Overall, pretty normal. But bless my poor husband on the days I go slightly insane. I am either fine OR totally irritable and weepy for really no reason. So while I have always been a pretty emotional person this has taken that to a whole new level. Praise the Lord for grace within marriage and lots of humility during this process.
CRAVINGS / AVERSIONS
Still totally unable to eat plain chicken or really handle raw chicken to cook with. Your girl can go nuts on some fried chicken just not a plain piece of grilled or baked chicken for whatever reason. I have no cravings whatsoever for Mexican food and also cannot really deal with seafood. So we are eating lots of pasta, sausage instead of chicken and ground beef.
Cravings have been all the terrible things. Cheeseburgers, cheese fries (especially those from Outback and Steak N Shake), pickles (especially fried), Chick-Fil-A, and Cheetos! So random but all so intense. I have given myself a lot of grace on the eating front, after losing over 20lbs in the first trimester I am letting myself indulge some in what sounds good for now.
Like previously mentioned...all the girl things. I spend more time than I care to admit drooling over baby girl clothes and hair bows. I have found so much joy in designing Caroline's nursery and putting together our registry.
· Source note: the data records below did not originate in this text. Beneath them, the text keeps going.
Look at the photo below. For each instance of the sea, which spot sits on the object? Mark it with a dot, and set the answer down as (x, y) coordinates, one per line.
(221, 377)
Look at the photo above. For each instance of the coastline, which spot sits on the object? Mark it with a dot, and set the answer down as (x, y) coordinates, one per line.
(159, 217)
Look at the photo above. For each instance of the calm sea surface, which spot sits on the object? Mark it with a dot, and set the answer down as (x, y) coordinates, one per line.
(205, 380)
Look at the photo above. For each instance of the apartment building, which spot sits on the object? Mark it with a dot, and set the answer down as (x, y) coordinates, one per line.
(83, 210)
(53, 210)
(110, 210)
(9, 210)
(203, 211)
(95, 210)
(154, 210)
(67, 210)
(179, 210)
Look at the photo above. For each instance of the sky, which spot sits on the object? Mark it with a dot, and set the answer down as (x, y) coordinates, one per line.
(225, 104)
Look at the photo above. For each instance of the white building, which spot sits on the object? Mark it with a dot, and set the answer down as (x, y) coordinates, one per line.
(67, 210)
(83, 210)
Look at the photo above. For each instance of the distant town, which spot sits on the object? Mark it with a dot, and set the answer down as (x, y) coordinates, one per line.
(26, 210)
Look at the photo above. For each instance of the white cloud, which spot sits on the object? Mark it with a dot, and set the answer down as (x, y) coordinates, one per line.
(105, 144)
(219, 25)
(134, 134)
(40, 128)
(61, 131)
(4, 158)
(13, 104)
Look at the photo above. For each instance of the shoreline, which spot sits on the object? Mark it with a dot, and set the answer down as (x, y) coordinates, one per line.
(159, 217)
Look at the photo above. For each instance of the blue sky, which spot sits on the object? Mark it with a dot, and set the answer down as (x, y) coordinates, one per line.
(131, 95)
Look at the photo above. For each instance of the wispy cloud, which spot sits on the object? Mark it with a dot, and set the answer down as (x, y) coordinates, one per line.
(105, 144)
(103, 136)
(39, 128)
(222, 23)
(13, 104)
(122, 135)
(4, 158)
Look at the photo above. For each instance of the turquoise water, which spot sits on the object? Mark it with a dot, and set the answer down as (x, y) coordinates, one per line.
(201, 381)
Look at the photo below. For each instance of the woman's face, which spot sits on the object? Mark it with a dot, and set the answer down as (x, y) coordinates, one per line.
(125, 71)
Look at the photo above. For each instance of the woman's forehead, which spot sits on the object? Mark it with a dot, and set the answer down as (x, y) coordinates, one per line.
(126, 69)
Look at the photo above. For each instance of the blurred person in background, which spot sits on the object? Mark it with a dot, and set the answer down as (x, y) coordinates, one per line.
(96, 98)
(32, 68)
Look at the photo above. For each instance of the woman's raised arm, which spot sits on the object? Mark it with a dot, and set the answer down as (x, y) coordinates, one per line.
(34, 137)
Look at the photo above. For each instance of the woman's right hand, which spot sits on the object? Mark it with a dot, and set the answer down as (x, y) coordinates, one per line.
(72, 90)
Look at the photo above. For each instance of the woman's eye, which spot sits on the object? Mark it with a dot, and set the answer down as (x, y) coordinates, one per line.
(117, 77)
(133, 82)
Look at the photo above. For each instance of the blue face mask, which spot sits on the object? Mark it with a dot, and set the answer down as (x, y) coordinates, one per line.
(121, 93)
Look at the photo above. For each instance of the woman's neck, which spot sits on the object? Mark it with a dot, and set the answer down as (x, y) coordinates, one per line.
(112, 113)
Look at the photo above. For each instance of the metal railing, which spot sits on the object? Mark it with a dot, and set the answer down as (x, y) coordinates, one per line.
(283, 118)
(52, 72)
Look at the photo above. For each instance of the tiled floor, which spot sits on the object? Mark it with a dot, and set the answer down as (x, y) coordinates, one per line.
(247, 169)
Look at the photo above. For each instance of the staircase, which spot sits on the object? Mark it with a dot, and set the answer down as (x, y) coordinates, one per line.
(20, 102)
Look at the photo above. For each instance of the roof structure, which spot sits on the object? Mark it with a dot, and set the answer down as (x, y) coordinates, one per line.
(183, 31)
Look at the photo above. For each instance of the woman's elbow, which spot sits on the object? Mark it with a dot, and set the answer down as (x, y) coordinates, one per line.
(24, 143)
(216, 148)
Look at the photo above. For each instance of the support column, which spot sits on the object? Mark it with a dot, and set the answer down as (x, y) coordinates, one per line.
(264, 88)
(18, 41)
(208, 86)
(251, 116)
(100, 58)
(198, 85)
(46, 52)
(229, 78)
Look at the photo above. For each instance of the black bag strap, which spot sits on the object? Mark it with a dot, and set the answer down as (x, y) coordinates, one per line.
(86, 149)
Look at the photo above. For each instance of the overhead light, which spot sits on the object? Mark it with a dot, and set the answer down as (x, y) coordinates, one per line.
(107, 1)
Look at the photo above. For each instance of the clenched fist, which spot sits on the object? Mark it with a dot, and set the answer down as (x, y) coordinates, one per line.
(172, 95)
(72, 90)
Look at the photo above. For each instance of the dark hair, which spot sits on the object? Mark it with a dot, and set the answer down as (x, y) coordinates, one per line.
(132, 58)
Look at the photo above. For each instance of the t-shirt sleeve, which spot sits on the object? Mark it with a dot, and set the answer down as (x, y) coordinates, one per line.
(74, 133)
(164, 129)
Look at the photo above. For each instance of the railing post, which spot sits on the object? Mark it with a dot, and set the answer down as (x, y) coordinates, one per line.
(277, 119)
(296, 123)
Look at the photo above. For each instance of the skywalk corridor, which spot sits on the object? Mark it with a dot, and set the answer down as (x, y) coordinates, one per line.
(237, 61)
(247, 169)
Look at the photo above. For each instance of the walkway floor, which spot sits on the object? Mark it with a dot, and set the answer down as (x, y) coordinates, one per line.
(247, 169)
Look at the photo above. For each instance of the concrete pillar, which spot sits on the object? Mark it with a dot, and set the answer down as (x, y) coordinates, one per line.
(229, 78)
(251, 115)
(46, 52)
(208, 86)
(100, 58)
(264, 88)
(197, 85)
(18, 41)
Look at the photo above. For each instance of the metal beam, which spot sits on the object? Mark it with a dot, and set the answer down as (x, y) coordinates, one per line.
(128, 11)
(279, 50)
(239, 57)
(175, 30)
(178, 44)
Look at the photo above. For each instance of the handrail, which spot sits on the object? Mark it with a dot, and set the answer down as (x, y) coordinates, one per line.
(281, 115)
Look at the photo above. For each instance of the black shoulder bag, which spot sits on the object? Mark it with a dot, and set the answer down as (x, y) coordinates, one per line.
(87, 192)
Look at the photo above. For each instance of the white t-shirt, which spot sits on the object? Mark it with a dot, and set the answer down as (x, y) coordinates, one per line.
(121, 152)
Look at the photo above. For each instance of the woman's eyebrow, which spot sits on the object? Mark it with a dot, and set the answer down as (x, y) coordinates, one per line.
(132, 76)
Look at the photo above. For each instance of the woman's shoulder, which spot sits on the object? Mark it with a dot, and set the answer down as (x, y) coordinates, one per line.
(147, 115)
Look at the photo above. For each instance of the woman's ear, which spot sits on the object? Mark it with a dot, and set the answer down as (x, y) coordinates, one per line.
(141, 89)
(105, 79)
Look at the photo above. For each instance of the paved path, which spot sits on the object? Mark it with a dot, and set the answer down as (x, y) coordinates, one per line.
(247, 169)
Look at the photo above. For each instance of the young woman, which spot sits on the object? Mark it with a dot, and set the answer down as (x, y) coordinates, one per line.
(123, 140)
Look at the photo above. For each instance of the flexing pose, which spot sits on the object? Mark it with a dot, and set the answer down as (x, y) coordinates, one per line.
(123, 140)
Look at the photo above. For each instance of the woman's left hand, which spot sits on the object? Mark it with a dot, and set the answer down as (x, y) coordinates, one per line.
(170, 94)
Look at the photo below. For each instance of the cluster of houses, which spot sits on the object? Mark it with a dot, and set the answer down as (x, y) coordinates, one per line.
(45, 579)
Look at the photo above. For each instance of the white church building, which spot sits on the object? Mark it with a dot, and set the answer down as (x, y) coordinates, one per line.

Both tasks were overwhelming but I am happy with our decisions and more eager than ever to begin making some purchases and working on the nursery. You can view our registry here.
MOST LOOKING FORWARD TO
First and foremost I am most looking forward to having our house renovation at a stopping point. We are getting so close and Ben has worked so hard the last several months. We really just lack getting the butcher block top for the island cut and installed (we being BEN 100%) and then laying down all our hardwood floors. So I am hoping we will be done by April and able to turn our attention to the nursery at that point.
I am also looking forward to begin to make more purchases and check things off the list. So far our only big purchase has been the crib. So I cannot wait to begin really knocking some of the bigger things off our list.